Security in all mainstream operating systems is non-existent; however, things are especially bad for Windows. Windows happens to be the favorite target of worm and virus writers. Conventional wisdom suggests that the huge installed base of Windows helps spread the worms and viruses, and also makes it a highly attractive target for worm/virus writers. The installed base of Windows certainly has an undeniable effect on the prevalence of malware on Windows, but this is not all there is to it.
Worms and viruses are so stunningly effective on Windows only because Windows provides some atrocious functionality which makes it easy for worms to strike. It might seem counterintuitive but Windows Registry, and a misdesigned Windows Update are the primary culprits that create a hospitable environment for worms and other malware.

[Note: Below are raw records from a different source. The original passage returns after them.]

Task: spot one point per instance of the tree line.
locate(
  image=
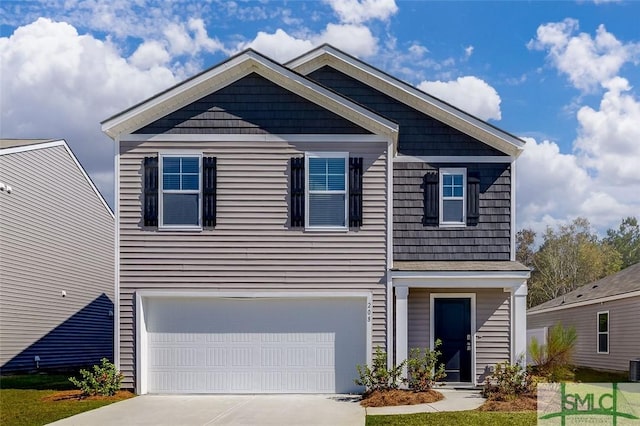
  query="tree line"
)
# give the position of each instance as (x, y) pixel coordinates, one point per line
(574, 255)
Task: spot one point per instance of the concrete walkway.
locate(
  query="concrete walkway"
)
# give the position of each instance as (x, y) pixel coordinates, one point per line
(201, 410)
(454, 400)
(210, 410)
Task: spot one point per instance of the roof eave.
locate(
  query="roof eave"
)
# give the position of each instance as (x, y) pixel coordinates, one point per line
(233, 69)
(430, 105)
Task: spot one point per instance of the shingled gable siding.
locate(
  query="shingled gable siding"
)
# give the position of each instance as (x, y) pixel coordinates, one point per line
(493, 329)
(488, 240)
(252, 105)
(419, 133)
(624, 333)
(252, 247)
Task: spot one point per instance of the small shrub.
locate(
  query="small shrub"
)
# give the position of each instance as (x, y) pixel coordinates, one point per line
(553, 359)
(507, 382)
(423, 369)
(378, 376)
(104, 380)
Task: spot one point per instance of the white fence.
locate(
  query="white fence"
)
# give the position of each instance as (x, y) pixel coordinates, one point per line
(541, 336)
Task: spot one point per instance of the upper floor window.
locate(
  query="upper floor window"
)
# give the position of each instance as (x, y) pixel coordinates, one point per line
(603, 332)
(453, 183)
(326, 190)
(180, 200)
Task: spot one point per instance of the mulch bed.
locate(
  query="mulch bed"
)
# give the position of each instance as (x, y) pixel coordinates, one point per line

A typical Windows system follows a simple lifecycle: it starts out with a clean Windows installation, which gradually deteriorates as programs are installed, and uninstalled. Eventually, the Windows registry accumulates so much crud that the user is forced to do a clean install. When a user does a clean install that user's system loses all the previously applied security updates, and becomes a sitting duck for worms and other malware.
Things wouldn't be so bad if the user was able to update the new system with security patches painlessly, but Windows Update makes it very hard to do so. My personal experience with the killer duo is an enlightening example of how all of this works. [Privacy Digest]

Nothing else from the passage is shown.